AWS Database Blog

Migrating legacy PostgreSQL databases to Amazon RDS or Aurora PostgreSQL using Bucardo

If you are using PostgreSQL earlier than 9.4, you are using an unsupported version of PostgreSQL, and may have limited options to migrate or replicate your databases in Amazon RDS or Amazon Aurora PostgreSQL. This is primarily because PostgreSQL versions older than 9.4 can’t perform logical replication.

Bucardo is an open-source utility that can replicate data changes asynchronously to multiple secondary or multiple masters. It is a trigger-based replication and proven to be consistent and stable for more extensive migrations and ongoing replications. Bucardo can perform full load for tables without a primary key. However, to replicate delta data changes from Primary, create a primary key before you start the setup.

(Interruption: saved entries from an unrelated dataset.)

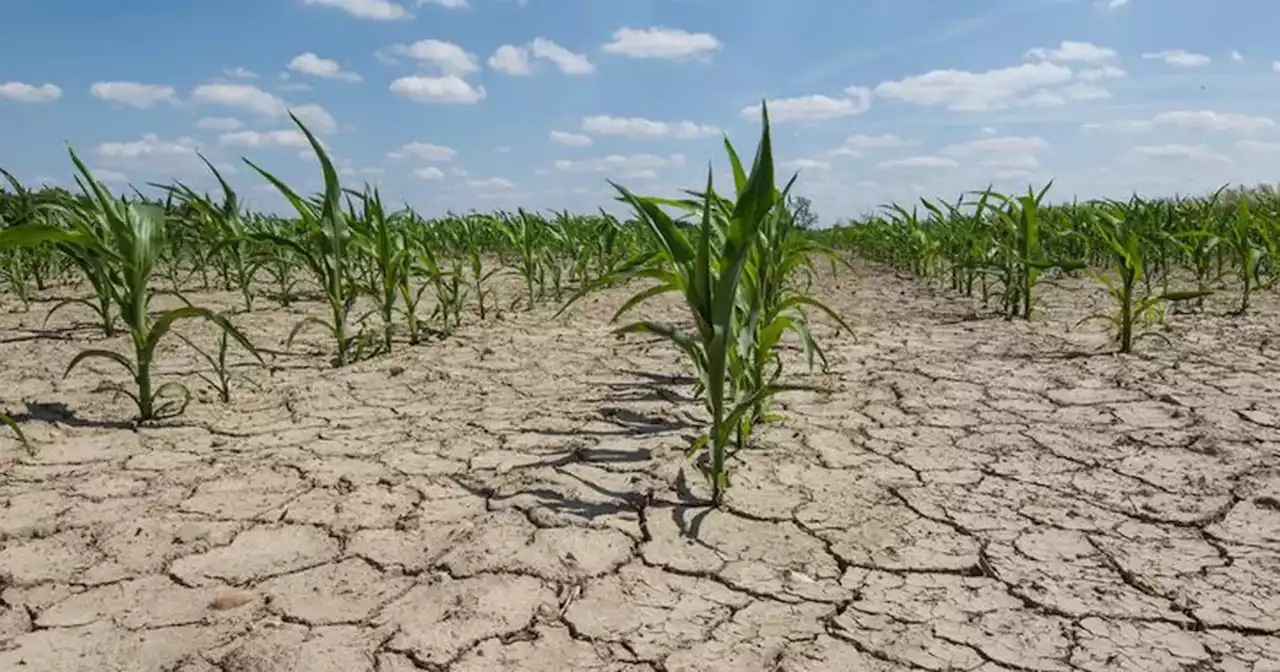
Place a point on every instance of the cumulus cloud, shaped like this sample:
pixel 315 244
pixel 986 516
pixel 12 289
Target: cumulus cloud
pixel 1070 51
pixel 132 94
pixel 570 140
pixel 366 9
pixel 640 128
pixel 311 64
pixel 974 91
pixel 616 163
pixel 24 92
pixel 448 58
pixel 659 42
pixel 448 90
pixel 816 108
pixel 1179 58
pixel 424 151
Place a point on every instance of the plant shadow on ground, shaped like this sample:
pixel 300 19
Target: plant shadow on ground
pixel 62 333
pixel 59 414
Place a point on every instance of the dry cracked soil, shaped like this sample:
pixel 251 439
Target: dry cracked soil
pixel 964 493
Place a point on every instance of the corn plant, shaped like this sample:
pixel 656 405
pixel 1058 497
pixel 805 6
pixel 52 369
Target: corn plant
pixel 1118 227
pixel 124 238
pixel 220 373
pixel 1244 237
pixel 528 233
pixel 1023 256
pixel 705 265
pixel 323 248
pixel 225 228
pixel 380 240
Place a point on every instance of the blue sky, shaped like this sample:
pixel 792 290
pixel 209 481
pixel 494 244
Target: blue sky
pixel 487 104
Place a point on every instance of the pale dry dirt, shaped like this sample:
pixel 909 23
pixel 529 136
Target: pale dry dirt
pixel 968 494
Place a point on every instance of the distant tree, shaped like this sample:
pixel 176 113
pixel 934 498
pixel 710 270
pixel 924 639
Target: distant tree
pixel 801 210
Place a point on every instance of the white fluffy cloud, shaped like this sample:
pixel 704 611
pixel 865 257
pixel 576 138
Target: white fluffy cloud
pixel 817 108
pixel 616 163
pixel 1258 146
pixel 1196 152
pixel 640 128
pixel 570 140
pixel 1106 72
pixel 424 151
pixel 220 123
pixel 255 100
pixel 448 58
pixel 659 42
pixel 439 90
pixel 511 59
pixel 316 118
pixel 110 177
pixel 517 59
pixel 269 138
pixel 1192 119
pixel 1215 120
pixel 974 91
pixel 929 163
pixel 566 60
pixel 240 73
pixel 243 96
pixel 309 63
pixel 132 94
pixel 886 141
pixel 149 149
pixel 805 164
pixel 24 92
pixel 1179 58
pixel 1070 51
pixel 490 183
pixel 366 9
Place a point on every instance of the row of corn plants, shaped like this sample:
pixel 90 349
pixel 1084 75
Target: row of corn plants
pixel 368 264
pixel 1146 254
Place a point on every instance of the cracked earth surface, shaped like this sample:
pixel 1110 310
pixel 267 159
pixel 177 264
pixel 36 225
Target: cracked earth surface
pixel 968 494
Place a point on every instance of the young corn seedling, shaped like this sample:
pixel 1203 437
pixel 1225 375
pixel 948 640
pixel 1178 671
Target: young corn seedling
pixel 1116 225
pixel 379 237
pixel 1244 238
pixel 324 243
pixel 705 264
pixel 220 375
pixel 231 241
pixel 1024 256
pixel 126 242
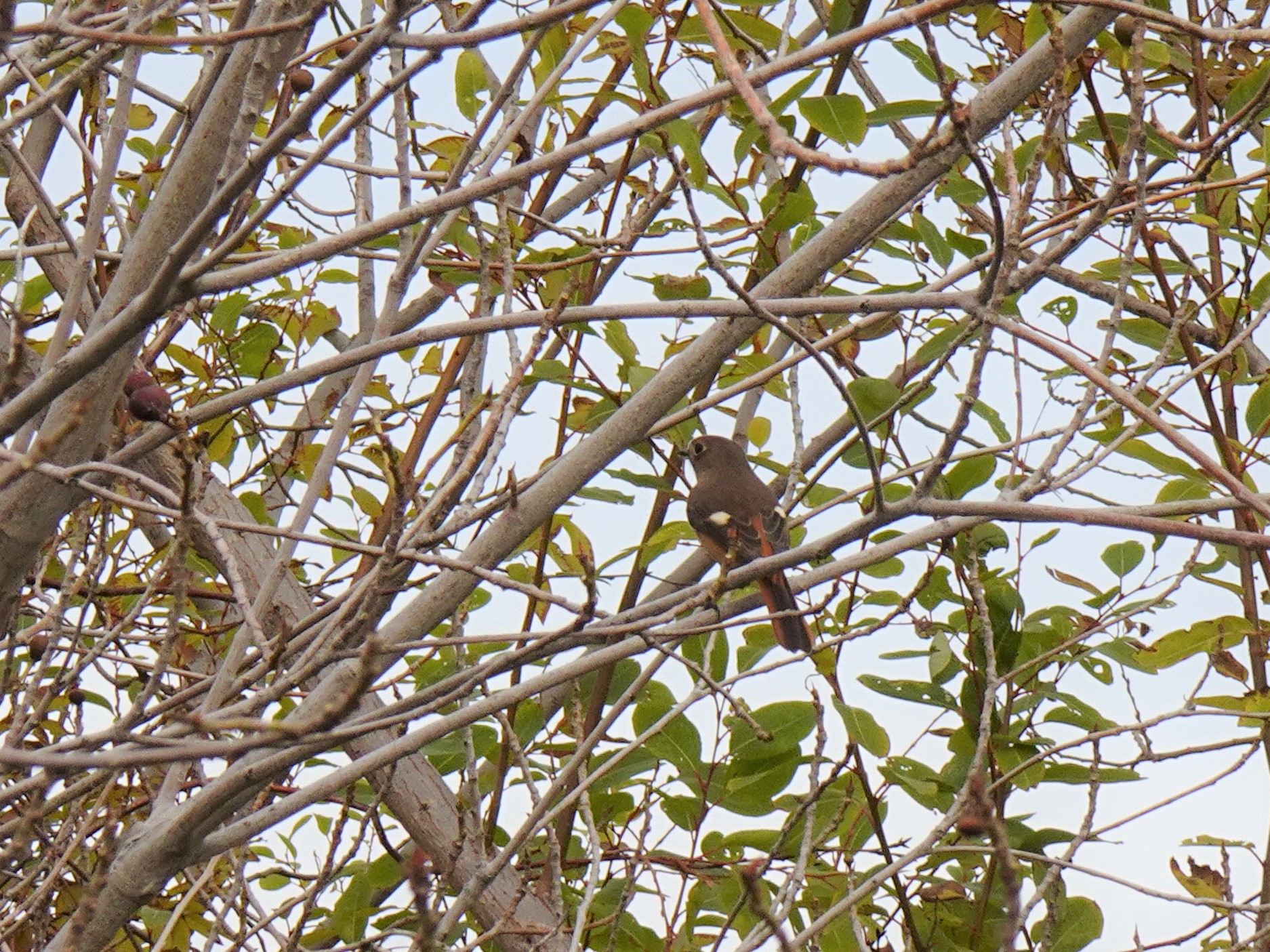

This post demonstrates how to set up Bucardo and replicate data changes from PostgreSQL 8.4 to PostgreSQL 9.6.

Prerequisites

Before getting started, you must have the following:

  • One EC2 instance with Ubuntu 16.04 for Bucardo (Bucardo Server: 172.31.88.4)
  • One EC2 instance with RHEL 6 with PostgreSQL 8.4.2 (PostgreSQL 8.4.2: 172.31.16.177)
  • One RDS PostgreSQL 9.6 in us-east-1 (RDS 9.6)

This post uses PostgreSQL 8.4.2 on Amazon EC2; however, the PostgreSQL database might be running on-premises.

This solution installs Bucardo 5.4.1 on Ubuntu 16.04, which means that the repository for Bucardo is on the same host running on a PostgreSQL 9.6 instance. The following diagram shows the architecture of the data replication flow.

Fig: Replication Architecture to migrate PostgreSQL 8.4 to RDS PostgreSQL 9.6 using Bucardo.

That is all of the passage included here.